It was a loss that wasn’t, a would-be win that dissipated as quickly as the smoke that must have been clouding the judges’ eyes.
In telling the story of Leo Santa Cruz (30-0-1, 17 KOs), a chapter has to be dedicated to a big robbery in the ring that helped begat an even bigger career in the sport.
In December 2007, Santa Cruz’s oldest brother, Jose Armando Santa Cruz, the firstborn in a family of fighters, took on wily, world-class technician Joel Casamayor for an interim 135-pound title. Much more than that was on the line at the time: The winner would be poised for a lucrative fight in the then-loaded division, including whispers of a possible clash with Manny Pacquiao, who was looking to move up from 130 pounds after his rematch with Juan Manuel Marquez the following spring.
From the opening bell, Jose Santa Cruz straight honey badger-ed his opponent, dropping him in the first round, burying him in an avalanche of punches.

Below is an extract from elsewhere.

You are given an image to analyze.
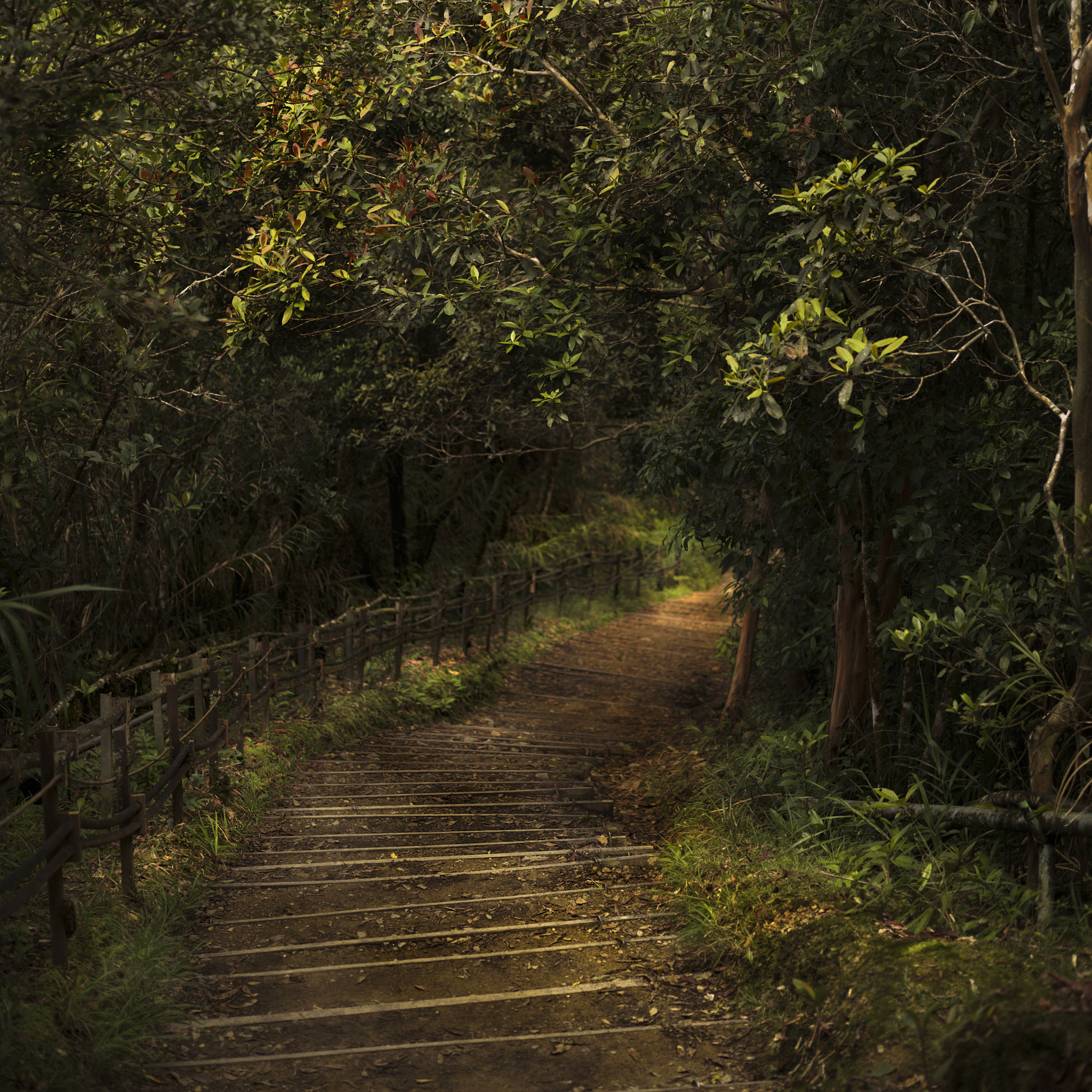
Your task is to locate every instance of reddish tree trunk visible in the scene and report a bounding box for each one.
[826,500,868,758]
[723,557,766,724]
[826,483,909,767]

Casamayor, normally as slippery in the ring as sweat-slicked canvas, couldn’t keep Santa Cruz off of him: The latter was like lint on Velcro, sticking with Casamayor wherever he went, a human storm cloud raining fists.
It was a one-sided wipeout, Santa Cruz’s finest hour, his performance positioning him for the kind of fights that lead to higher tax brackets.

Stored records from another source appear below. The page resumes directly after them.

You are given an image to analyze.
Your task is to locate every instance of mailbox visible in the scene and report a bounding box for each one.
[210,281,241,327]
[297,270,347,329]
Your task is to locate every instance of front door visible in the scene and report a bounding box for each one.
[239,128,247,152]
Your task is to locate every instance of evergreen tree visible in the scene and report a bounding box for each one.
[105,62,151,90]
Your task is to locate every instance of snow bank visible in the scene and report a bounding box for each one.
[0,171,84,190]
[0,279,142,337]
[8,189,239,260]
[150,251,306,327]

ESPN.com scored the fight 119-108 for Santa Cruz. HBO’s Harold Lederman favored Santa Cruz by a similarly wide margin: 118-109.
And then the judges’ scores were read: One had it 114-113 for Santa Cruz, still a head-scratchingly close call, but at least it was in favor of Santa Cruz. The other two judges, though, incredulously had it 114-113 for Casamayor.
As the fighters hit the showers, the rightfully displeased crowd in New York’s Madison Square Garden showered the decision in boos.
“It was hard to believe,” Jose says. “I thought I won at least eight rounds, easy.”
It was arguably the worst decision of the past decade, rivaled only perhaps by Paul Williams’ July 2011 gift over Erislandy Lara. But in that instance, the judges were at least suspended afterward.
After Santa Cruz was robbed, no one was held accountable.
Casamayor would subsequently go on to fight undefeated Aussie Michael Katsidis and take his interim title.
But things were never the same for Jose Santa Cruz, whose next bout was against Miguel Angel Munguia, a club fighter who would end his career with more losses than wins. Hardly the stuff of which six-figure paydays are made.
Though Santa Cruz continued on for a time, he’d never get another title shot that he clearly deserved. A couple of years later, Santa Cruz had a mandatory pre-fight CT scan, which revealed swelling in his brain. Just like that, his career was over.
“They told me, ‘That’s it. You can’t fight anymore,'” Santa Cruz recalls doctors telling him.
Leo Santa Cruz, who takes on Abner Mares in a 126-pound clash in Los Angeles on August 29, was 19 when his older brother fought Casamayor, and watching the scores being announced was an especially sour experience.
“It was upsetting,” he says. “I remember I was at another brother’s house, watching the fight and we were happy, ‘He won.’ His next fight was probably going to be for a title. And then we heard the decision. It was frustrating, because we couldn’t do anything.”
But in a way, Leo did do something: He turned Jose’s setback into a lesson that he wouldn't forget.
“It taught me to train hard and to always try to win really convincingly or by knockout,” Leo says. “Be tough and throw a lot of punches—that’s what I learned.”
While Jose was a pressure fighter, Leo took high-volume punching to another level, defining himself by his indefatigable work rate. And he’s done so with Jose at his side.
“I’m here every day with him in the gym, pushing him to work harder in all his fights," Jose says. "He’s learned pretty good from my decisions, my experiences, my negatives. He learned a lot of things from me."
Namely, how to learn from his brother's tough luck and become tougher still.